That caught my imagination too. The way I went about it was to look at the
paintings, or the reproductions of the paintings I had, and live with them for a while. Gradually,
gradually I became drawn to Diana and Callisto and then a series of problems presented themselves
to me. Who should speak for starters? Who should speak? I could choose any voice in
that painting. I could be another nymph. I could be the dog – actually I was quite
temped by the dog that’s looking at the audience. But I felt I wanted to speak as
her, so then the second problem presented itself: when in her history to choose?

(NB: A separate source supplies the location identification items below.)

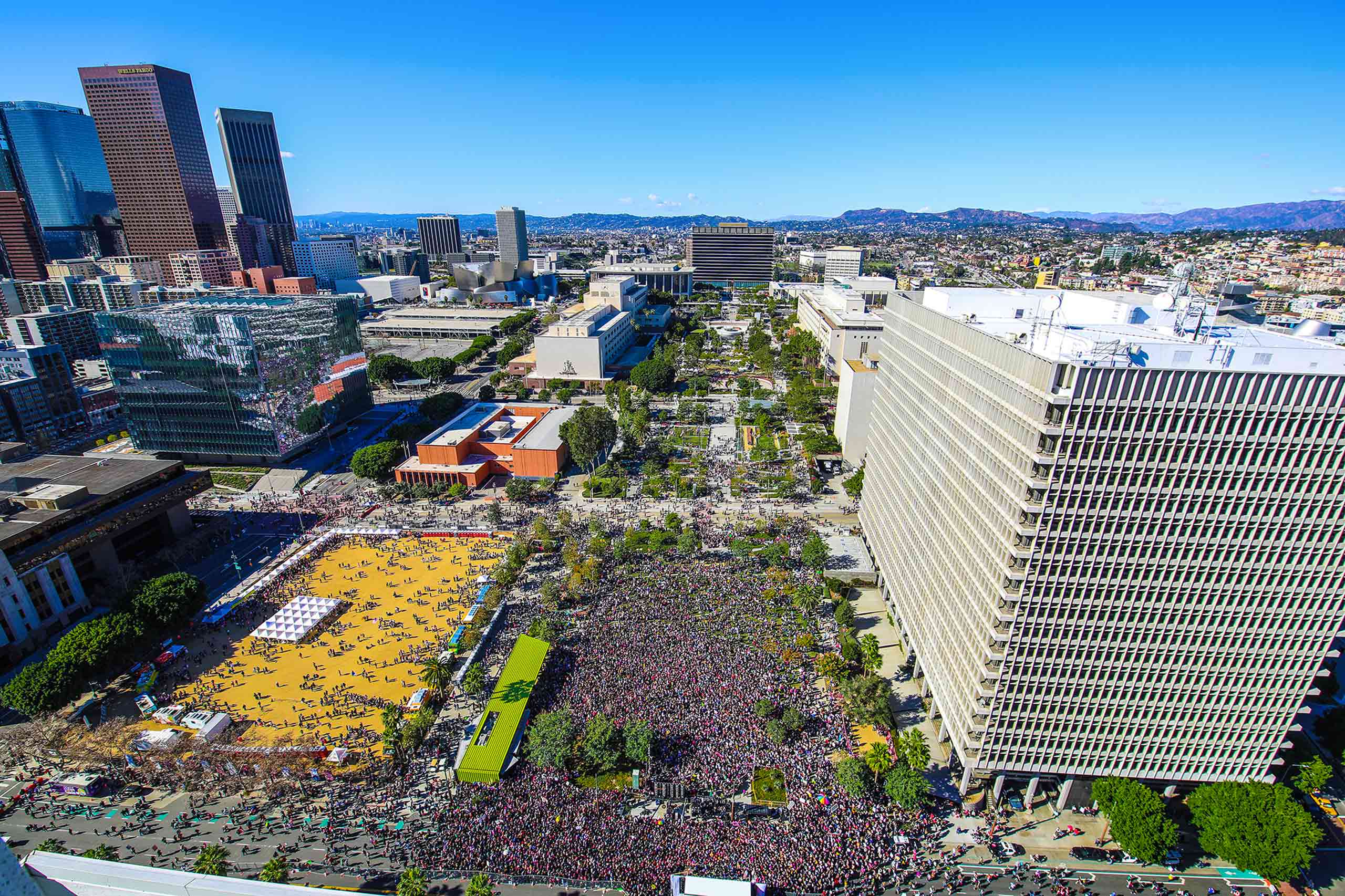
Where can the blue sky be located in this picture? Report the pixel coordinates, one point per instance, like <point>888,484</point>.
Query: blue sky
<point>759,109</point>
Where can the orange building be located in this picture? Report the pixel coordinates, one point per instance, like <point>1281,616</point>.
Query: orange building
<point>296,287</point>
<point>491,439</point>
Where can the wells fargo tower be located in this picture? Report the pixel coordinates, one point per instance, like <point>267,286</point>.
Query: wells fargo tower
<point>151,136</point>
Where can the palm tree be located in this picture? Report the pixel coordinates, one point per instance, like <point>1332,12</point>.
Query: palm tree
<point>275,871</point>
<point>479,885</point>
<point>878,760</point>
<point>438,674</point>
<point>212,860</point>
<point>412,883</point>
<point>914,748</point>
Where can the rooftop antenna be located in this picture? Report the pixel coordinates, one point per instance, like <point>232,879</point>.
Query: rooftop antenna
<point>1052,305</point>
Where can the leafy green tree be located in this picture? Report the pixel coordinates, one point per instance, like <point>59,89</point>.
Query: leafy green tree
<point>589,434</point>
<point>478,885</point>
<point>853,777</point>
<point>436,369</point>
<point>775,555</point>
<point>169,602</point>
<point>104,852</point>
<point>833,668</point>
<point>868,701</point>
<point>552,595</point>
<point>653,374</point>
<point>1255,827</point>
<point>907,787</point>
<point>878,760</point>
<point>377,461</point>
<point>639,741</point>
<point>441,407</point>
<point>389,369</point>
<point>814,554</point>
<point>1137,817</point>
<point>914,748</point>
<point>412,883</point>
<point>474,680</point>
<point>551,739</point>
<point>854,485</point>
<point>602,747</point>
<point>276,871</point>
<point>213,860</point>
<point>1313,775</point>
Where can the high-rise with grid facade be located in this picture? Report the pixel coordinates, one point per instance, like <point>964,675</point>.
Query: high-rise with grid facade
<point>512,226</point>
<point>150,131</point>
<point>1113,545</point>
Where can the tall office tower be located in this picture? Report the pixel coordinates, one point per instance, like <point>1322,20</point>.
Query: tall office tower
<point>512,226</point>
<point>256,380</point>
<point>22,253</point>
<point>151,136</point>
<point>257,174</point>
<point>203,265</point>
<point>1113,548</point>
<point>249,240</point>
<point>732,255</point>
<point>407,263</point>
<point>71,329</point>
<point>58,164</point>
<point>227,205</point>
<point>440,236</point>
<point>327,260</point>
<point>844,262</point>
<point>50,367</point>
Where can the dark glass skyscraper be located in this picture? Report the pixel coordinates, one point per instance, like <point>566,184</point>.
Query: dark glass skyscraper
<point>257,174</point>
<point>57,162</point>
<point>151,136</point>
<point>245,377</point>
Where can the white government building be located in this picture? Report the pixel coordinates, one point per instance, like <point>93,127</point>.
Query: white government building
<point>596,336</point>
<point>841,312</point>
<point>1113,545</point>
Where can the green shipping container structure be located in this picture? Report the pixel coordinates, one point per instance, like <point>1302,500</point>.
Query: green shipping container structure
<point>498,728</point>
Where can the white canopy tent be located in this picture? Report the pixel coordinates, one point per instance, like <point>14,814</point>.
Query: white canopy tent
<point>298,618</point>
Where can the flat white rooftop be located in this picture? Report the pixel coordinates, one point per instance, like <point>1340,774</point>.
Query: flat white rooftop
<point>1125,329</point>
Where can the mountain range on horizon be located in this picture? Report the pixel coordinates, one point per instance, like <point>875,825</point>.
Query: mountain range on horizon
<point>1316,214</point>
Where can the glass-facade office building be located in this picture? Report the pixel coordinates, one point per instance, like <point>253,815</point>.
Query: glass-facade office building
<point>239,379</point>
<point>58,164</point>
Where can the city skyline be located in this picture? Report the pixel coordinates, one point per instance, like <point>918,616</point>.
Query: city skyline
<point>1105,121</point>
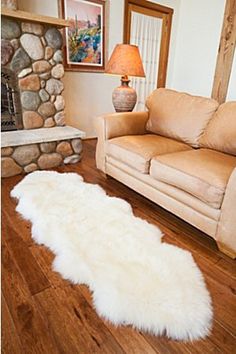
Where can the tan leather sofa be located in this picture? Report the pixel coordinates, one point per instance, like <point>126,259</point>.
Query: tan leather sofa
<point>181,154</point>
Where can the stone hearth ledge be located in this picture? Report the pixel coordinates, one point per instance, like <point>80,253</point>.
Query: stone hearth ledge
<point>33,136</point>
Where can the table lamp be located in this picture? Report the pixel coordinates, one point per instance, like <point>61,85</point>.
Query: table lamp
<point>125,60</point>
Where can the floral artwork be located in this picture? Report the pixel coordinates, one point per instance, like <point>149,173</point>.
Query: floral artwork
<point>85,34</point>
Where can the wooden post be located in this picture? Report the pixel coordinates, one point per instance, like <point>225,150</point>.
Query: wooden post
<point>225,53</point>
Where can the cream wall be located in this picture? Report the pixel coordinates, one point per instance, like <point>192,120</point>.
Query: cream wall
<point>194,43</point>
<point>198,35</point>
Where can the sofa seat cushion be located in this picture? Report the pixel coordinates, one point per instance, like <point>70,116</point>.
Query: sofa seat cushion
<point>203,173</point>
<point>137,150</point>
<point>179,115</point>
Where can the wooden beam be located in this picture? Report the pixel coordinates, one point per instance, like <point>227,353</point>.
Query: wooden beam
<point>225,53</point>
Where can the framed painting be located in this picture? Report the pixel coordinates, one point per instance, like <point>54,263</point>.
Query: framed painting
<point>84,42</point>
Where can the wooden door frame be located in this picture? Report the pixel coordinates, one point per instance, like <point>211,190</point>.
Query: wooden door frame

I didn’t choose to make her speak at the moment of the painting. It’s almost as if
that’s too powerful or that Titian has done that work already. Perhaps there’s nothing
left in that moment to say. So, I became intrigued by the idea that she is a constellation and
that’s how she’s saved. * stars * stars * stars * stars * and * I
* * am * made * of * them * now * looking *
* down * on * myself * then * a * colorito * woman * yes *
I wrote out what I thought she might say in lots of different ways, little fragments,
and then gradually I began to hear in my head the kind of noise that I thought a star might
make. It was a crunchy, white-noisy, almost elements of radio in there, kind of noise.
I imagined her words coming out like that and punctuated like that and it’s represented
in the poem by every word being divided by an asterisk, which is, I guess, my way of
translating what I heard in my head.